Lorsque l’on étudie l’erreur, il est avant tout nécessaire de savoir la déceler. On repère généralement une erreur lorsque les performances, à un instant donné, sont moins satisfaisantes que les performances habituellement atteintes (Rasmussen, 1986). D’après Reason (1993), Leplat (1999) et Van Elslande et al. (1997), une erreur peut être identifiée de deux manières : en prenant comme référence le résultat final de l’action ou en observant les moyens mis en œuvre pour accomplir l’action. Dans les deux cas, on vérifie la concordance entre ce qui a été réalisé et ce qui était attendu. En d’autres termes, l’erreur correspond à l’écart entre ce que le sujet projetait de faire et ce qu’il a fait réellement. Cela sous-entend l’idée de « déviation par rapport à une norme standard » (Leplat, 1999). Rasmussen (1986) précise également l’importance du jugement humain dans la détection d’une erreur. Elle est reconnue selon les attentes et les intentions de l’homme (Reason, 1993). Autrement dit, si le résultat final ne correspond pas aux attentes, il sera considéré comme un échec. L’intention sous-entendue ici comporte deux éléments : une expression de l’état final à atteindre et une indication des moyens par lesquels cet état doit être atteint. Dans la majorité des actions quotidiennes, les intentions préalables ou les plans sont tout au plus des images mentales. A mesure qu’une action se répète et devient routinière, la quantité de repères intentionnels se réduit.

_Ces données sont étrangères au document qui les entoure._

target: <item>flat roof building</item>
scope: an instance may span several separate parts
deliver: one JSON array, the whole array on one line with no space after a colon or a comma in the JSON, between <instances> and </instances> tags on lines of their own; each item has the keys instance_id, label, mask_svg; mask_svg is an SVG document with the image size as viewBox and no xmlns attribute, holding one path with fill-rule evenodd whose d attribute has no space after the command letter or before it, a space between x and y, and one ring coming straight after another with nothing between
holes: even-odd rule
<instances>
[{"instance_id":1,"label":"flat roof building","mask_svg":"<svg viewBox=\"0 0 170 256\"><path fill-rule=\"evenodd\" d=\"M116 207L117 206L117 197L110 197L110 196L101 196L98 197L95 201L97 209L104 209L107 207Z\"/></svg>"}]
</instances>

Il est important de noter que les données relevées fournissent une indication sur les origines des erreurs. Ainsi, la distinction entre « type d’erreur » et « forme d’erreur » proposée par Reason (1995) est essentielle. La notion de « forme d’erreur » correspond aux formes récurrentes de défaillances, quelle que soit l’activité cognitive. Les formes d’erreurs se reflètent dans les fautes, les lapsus ou encore les ratés. Ensuite, les « types d’erreurs » sont définis selon leur origine. Les erreurs sont ainsi situées parmi trois étapes. La première étape, l’étape de planification, met en jeu divers processus permettant d’identifier le but à atteindre et les moyens pour y parvenir. Ces plans ne sont pas immédiatement mis en œuvre et sont stockés pendant une durée variable. La seconde étape, l’étape de stockage se situe entre la formulation des actions souhaitées et leur exécution. La dernière étape, l’étape d’exécution recouvre les processus impliqués dans la mise en œuvre effective du plan mémorisé. Une erreur produite dans ce cheminement correspond à deux types d’événements : (1) une défaillance d’expertise lorsque les plans préétablis sont appliqués de façon inappropriée ; (2) un manque d’expertise lorsque le sujet ne dispose pas de mécanismes « routiniers » pour répondre aux exigences de la situation. Dans ce dernier cas, le sujet est contraint de développer un nouveau plan d’action à partir de ses connaissances, que celles-ci soient pertinentes ou non (cf. Rasmussen). En lien avec nos objectifs, nous porterons un intérêt particulier au « type d’erreur » afin d’avoir une explication des mécanismes cognitifs mis en jeu lors de la réalisation d’activités particulières.